I personally hate the idea that something is "free" but you pay for it with your time/eyeballs. In some regards (like this) I am old-school. I like the simple model of I pay $X for Y product, done.
I don't think that's an old-school mentality. Even in 'old-school' times, I don't think anyone would have picked up a free newspaper and said "this isn't free!" if it had ads in it.
I don't really agree with the mentality of "ad-supported is not free". It's one thing if you're giving up your data (as in the case of Facebook), it's another if it's limited to glancing at an ad (in the case of a blog or newspaper). I don't know the details of where Ubuntu would fall, but if you define merely "looking at something" as payment, you should be asking for refunds from any man or woman you've ever "paid".

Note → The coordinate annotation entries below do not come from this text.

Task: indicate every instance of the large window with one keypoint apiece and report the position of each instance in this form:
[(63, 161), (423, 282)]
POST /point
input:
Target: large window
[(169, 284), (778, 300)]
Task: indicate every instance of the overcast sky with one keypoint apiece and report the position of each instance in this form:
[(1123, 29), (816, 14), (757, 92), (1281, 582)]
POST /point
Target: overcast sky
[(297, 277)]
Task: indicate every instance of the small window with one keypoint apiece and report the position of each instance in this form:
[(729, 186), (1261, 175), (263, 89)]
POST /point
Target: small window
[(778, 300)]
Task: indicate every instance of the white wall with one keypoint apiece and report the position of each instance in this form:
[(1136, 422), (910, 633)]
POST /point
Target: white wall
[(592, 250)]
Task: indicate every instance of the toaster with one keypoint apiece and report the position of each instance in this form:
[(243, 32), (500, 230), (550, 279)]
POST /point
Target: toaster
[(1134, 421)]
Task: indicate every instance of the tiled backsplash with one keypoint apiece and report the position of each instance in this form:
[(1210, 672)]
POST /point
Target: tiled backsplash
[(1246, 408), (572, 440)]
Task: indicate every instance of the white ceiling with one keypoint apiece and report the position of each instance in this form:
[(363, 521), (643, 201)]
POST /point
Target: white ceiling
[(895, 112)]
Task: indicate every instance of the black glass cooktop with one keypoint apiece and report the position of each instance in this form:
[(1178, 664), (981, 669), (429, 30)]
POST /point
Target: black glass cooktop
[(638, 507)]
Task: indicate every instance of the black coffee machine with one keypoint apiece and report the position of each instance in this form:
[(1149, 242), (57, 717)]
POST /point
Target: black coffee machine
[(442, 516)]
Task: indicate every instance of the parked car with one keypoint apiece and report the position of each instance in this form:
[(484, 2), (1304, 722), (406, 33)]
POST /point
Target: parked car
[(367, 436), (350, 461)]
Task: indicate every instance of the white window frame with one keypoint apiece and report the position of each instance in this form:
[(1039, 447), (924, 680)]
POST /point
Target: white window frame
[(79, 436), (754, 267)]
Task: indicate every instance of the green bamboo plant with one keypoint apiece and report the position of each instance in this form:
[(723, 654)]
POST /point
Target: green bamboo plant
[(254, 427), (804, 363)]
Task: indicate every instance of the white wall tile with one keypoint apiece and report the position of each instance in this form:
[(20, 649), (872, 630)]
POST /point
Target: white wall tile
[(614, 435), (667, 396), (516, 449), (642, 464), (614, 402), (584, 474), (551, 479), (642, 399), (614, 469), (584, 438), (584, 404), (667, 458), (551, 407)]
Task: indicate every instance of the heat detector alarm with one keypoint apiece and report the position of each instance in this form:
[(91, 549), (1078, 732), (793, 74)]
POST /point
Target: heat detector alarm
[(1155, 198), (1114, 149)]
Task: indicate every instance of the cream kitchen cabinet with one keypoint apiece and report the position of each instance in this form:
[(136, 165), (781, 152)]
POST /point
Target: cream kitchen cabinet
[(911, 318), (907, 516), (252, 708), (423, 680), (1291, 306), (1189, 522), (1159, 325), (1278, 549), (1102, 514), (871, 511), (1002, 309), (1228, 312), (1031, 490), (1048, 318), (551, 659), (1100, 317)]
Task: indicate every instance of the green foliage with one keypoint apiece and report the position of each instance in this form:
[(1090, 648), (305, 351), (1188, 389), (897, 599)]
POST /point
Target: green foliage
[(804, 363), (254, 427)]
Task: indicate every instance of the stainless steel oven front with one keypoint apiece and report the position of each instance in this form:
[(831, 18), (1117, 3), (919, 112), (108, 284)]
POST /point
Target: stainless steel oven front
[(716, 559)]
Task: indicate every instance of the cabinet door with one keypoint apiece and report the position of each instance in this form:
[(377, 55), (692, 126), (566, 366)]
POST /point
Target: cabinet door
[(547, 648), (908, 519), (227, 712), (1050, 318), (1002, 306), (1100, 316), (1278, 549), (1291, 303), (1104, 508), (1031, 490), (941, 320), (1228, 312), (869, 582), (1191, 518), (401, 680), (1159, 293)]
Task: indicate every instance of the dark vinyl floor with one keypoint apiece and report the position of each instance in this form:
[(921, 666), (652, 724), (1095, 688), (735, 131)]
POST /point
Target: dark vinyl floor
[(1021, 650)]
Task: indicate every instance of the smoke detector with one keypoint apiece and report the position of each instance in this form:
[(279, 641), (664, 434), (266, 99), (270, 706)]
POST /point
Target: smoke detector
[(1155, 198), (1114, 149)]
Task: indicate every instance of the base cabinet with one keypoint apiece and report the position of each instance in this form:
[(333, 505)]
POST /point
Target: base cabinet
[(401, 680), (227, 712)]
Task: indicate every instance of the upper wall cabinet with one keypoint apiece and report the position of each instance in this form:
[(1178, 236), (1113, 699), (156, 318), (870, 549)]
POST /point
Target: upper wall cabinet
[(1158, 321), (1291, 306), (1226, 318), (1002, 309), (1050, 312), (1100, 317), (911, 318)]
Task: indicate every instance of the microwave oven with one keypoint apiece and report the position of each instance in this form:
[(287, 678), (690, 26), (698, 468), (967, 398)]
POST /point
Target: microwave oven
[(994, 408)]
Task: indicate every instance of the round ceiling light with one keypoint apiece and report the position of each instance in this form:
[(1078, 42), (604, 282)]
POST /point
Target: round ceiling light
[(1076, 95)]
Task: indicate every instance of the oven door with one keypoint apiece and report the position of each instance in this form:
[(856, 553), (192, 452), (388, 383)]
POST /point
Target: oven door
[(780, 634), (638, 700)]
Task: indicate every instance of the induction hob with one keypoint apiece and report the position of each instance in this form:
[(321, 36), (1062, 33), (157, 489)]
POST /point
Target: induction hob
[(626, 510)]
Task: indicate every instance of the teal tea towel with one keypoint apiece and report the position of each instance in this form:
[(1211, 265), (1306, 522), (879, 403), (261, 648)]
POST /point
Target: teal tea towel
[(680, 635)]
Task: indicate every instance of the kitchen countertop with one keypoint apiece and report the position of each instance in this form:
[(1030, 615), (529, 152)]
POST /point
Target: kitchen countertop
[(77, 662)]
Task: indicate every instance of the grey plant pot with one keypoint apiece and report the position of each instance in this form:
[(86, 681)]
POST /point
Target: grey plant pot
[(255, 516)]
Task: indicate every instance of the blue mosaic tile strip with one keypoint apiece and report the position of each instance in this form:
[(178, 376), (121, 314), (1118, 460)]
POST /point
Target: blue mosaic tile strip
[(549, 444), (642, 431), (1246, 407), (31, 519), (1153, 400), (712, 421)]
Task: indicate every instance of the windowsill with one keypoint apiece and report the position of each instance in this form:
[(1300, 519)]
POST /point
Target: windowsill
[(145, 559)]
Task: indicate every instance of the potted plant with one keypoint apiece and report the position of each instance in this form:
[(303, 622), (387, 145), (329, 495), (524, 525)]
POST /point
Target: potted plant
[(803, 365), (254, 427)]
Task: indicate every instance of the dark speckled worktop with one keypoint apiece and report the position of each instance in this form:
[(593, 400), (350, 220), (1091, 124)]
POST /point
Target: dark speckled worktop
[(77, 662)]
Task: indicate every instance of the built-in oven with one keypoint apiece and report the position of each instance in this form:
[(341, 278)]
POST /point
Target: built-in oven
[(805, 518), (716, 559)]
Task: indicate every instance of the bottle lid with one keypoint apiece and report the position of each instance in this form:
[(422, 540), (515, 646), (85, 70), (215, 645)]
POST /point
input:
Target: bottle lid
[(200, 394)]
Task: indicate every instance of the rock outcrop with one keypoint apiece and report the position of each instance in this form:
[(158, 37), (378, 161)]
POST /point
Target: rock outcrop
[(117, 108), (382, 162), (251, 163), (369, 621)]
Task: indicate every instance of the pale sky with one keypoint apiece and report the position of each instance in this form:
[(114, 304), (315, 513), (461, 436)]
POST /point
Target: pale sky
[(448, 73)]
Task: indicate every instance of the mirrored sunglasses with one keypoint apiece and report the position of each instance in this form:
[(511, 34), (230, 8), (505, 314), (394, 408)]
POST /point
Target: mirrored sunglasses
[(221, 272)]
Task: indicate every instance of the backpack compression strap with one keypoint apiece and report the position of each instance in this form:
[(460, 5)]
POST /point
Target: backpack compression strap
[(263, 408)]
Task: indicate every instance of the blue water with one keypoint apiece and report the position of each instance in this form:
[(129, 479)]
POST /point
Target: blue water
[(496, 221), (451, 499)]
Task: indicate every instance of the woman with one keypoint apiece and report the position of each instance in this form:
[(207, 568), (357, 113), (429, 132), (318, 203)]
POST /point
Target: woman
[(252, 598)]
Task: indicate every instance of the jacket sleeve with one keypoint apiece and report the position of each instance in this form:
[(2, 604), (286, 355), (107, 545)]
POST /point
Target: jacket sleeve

"but as a free OS" - from customer's viewpoint it's not anymore free than iOS on Apple devices. You pay for a product and it comes with an OS - you are not getting an invoice for both. And therefore - why would a customer treat them differently?
This is a great point and I agree with you in the case of the Edge. Is it confirmed that the shopping/Amazon lens would be enabled by default on the Edge? I think this is a reasonable situation to argue for a disabled default.
I'm running Ubuntu right now and love it. I do wish that it didn't come with Amazon by default, but as a free OS, I accept that there's going to be some of that sort of thing happening.
Regarding battery, I was under the impression that it would charge when being used as a desktop. Is this not correct?